Ci sono persone che, non importa in quali organizzazioni, agiscono con responsabilità e sacrificio verso gli abitanti del Quarto Mondo. Si è creato, direi da sempre, lo stereotipo per cui tali qualità morali sono monopolio del mondo industrializzato, ennesimo e definitivo segno della superiorità morale e civile. Lo stereotipo per cui la sofferenza del redentore bianco è sublime, fa notizia, fa storia, quella della vittima non ha qualità, non interessa, dunque non esiste.
Questo stereotipo offende la verità dell'anima africana più dei negrieri e dei razzisti.
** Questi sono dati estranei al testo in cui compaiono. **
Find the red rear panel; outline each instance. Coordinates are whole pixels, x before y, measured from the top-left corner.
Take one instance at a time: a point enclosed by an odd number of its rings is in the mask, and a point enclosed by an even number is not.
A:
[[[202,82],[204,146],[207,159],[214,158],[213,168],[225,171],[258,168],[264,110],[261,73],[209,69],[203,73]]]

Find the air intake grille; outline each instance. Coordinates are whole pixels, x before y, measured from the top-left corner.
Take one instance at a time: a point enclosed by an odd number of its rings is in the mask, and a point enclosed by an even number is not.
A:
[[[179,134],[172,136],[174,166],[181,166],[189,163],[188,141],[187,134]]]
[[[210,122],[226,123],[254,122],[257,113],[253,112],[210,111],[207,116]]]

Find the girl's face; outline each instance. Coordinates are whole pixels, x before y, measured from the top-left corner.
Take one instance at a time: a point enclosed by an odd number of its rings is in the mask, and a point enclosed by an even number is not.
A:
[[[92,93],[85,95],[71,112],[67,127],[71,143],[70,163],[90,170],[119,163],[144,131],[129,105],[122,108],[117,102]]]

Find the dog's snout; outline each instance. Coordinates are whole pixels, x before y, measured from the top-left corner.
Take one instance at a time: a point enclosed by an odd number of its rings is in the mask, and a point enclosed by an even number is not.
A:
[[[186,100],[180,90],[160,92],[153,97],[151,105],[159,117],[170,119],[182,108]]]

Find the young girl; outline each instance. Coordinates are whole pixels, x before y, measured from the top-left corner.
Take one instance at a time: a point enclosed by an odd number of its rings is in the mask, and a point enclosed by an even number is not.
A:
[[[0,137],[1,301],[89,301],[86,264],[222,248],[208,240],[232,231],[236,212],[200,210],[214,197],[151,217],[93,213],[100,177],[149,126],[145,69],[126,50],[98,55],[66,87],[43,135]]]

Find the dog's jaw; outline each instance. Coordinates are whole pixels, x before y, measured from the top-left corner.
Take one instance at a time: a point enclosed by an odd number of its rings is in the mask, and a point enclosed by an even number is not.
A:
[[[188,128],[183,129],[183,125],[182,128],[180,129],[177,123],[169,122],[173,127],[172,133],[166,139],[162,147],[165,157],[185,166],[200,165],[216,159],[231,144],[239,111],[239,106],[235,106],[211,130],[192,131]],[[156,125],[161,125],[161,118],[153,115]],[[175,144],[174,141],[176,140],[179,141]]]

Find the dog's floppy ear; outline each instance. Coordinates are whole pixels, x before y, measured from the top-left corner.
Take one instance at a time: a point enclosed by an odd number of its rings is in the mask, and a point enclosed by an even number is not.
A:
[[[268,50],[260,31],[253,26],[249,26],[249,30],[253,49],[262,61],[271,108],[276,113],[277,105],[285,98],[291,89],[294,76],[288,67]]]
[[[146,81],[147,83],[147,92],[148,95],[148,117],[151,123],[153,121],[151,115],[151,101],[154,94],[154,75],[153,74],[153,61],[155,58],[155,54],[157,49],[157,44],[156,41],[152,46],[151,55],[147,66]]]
Chaka, nell'atto del suo sacrificio illimitato per il prossimo, ha il diritto di gridare in faccia a tutti i missionari, i filantropi, gli educatori di ogni tipo e natura, una volta per sempre: "Quando voi vi siete trovati in questa situazione? Quando voi avete fatto questo? Mal che vi vada, voi cadrete sempre bene, noi invece ci muoviamo sull'abisso senza rete. Eppure rischiamo. Allora, una sola cosa: se nella vostra 24 ore avete anche la dignità da regalarci o restituirci, no, grazie: quella l'abbiamo sempre avuta".